The more followers you have, the more clout you have. The more “likes” you get on a photo, the better. I know some teens who have over 1,000 people following them. Who are these people? I have teenage daughters, so all I see all day is them and their friends taking selfies for “the ‘gram”. Instagram is similar to Facebook in the sense that you can post to a News Feed, which everyone on your friends list can see. The difference is that only pictures or short videos can be posted to your feed. Instagram also has a feature similar to Facebook Messenger, in which you can DM (direct message) someone privately. Have you ever heard the song “It Goes Down in the DM”? That’s what they’re talking about.
Parents beware, though – most teenagers have private accounts separate from their mainstream account. The reason? To hide stuff from their family and adults, or to let friends they personally know “follow” them. Usually the username for their private account has .privvv in it. Both of my girls have private accounts, which I follow.
For teenagers, Snapchat is life. What’s so appealing about this app is that messages can disappear after 24 hours, but they can also be saved. Additionally, you can pick and choose who sees what you post. For example, you can post something to your News Feed or “Story”, or you can choose to send it to a few people. Due to the selective nature of this app, there is no need for a private account.
The big craze is to have streaks, which is where you get the highest number of days snapping each other back and forth. My oldest and her best friend currently have a 260-day streak. It’s also considered an insult if you leave someone on “read,” which means that you’ve seen their message but you didn’t respond. Because of these aspects, I have seen so many conflicts arise from this app. So be mindful of how petty many teenagers can be over the Snapchat drama.
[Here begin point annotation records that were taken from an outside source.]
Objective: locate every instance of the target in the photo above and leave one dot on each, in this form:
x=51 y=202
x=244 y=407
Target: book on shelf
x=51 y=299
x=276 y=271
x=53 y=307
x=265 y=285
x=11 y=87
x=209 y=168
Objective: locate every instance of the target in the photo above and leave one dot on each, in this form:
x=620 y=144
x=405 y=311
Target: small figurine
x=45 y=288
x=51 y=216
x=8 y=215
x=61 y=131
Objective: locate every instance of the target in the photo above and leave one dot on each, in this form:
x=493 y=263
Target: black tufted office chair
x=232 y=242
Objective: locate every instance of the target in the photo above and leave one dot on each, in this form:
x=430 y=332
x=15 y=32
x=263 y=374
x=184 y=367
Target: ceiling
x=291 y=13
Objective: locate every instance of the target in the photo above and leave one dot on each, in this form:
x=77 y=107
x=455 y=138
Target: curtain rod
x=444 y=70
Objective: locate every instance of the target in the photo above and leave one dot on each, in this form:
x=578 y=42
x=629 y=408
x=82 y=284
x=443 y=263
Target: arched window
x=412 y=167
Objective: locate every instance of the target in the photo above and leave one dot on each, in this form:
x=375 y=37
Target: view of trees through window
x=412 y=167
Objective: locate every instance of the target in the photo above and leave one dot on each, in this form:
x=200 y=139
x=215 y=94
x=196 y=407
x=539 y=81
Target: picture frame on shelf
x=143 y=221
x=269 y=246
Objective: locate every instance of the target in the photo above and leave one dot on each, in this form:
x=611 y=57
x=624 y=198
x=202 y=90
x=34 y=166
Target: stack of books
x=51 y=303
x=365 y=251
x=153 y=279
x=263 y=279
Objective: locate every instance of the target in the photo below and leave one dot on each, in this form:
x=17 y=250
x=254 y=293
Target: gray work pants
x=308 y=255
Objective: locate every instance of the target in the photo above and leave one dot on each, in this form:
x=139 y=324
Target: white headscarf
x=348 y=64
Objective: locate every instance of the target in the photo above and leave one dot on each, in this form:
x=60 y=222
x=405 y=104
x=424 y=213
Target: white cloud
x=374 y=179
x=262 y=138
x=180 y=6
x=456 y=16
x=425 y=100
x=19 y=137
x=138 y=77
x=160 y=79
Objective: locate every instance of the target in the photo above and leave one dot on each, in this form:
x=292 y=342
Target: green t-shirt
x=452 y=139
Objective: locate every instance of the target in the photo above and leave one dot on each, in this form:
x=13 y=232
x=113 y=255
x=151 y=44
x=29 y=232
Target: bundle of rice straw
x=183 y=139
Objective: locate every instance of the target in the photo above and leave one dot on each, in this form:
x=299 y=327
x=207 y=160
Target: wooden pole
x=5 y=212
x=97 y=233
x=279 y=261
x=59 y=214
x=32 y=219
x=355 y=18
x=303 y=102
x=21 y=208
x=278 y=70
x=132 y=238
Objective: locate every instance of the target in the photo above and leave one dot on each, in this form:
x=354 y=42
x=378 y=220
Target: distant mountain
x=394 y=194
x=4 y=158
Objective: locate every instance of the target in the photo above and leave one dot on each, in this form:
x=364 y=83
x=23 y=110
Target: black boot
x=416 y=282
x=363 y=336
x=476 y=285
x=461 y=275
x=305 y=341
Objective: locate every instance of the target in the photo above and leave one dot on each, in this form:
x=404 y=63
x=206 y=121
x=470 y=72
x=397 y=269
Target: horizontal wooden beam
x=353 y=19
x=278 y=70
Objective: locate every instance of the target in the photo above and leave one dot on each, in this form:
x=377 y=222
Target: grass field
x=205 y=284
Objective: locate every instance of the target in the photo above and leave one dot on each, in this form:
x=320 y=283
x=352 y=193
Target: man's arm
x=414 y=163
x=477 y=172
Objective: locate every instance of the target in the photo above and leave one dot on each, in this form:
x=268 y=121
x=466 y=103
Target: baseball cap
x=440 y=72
This app is the devil. Sarahah is the Arabic word for honesty. The app links to Snapchat and it allows people to make anonymous comments about someone else. While it was meant for people to leave compliments about someone or honest feedback for a company, many teenagers choose to use it maliciously. I’ve seen some compliments, but I’ve mostly seen really inappropriate and mean comments.
Here are some tips I’ve discovered to help me navigate this new era of technology and social media.
- Have a co-parenting relationship with your childrens’ friends’ parents. I am talking about a friendship where you as parents look out for each other’s children, even if this means that you are “snitching” on them. Maybe that parent saw something your child posted that you missed, or maybe they heard about something they posted. At the end of the day, our children’s safety and sanity is all that matters.
- Be on every social media outlet that your child is on. I have heard many parents say, “Oh, I don’t do social media.” The only way you can monitor your child is if you are on the same social media outlets as they are. It will allow you to keep an eye on them, as well as become familiar with the apps themselves.
- Be aware of what your children’s friends are posting. Chances are that your children are posting similar things to what their friends post. I don’t care how innocent you think your child is. They may not be that innocent on social media.
- Every social media outlet allows strangers to contact your children. Communicate with them about the dangers out there, and teach them the things that people say to lure children to dangerous places.
- There are fake calculator apps used to store secret information. If you are the type of parent that does phone checks, and there are two calculator apps on your child’s phone, chances are that one of those is a fake calculator app being used to store secret things. #yourewelcome
I know all too well that this can be overwhelming, but I hope these tips can help you just as they have helped me.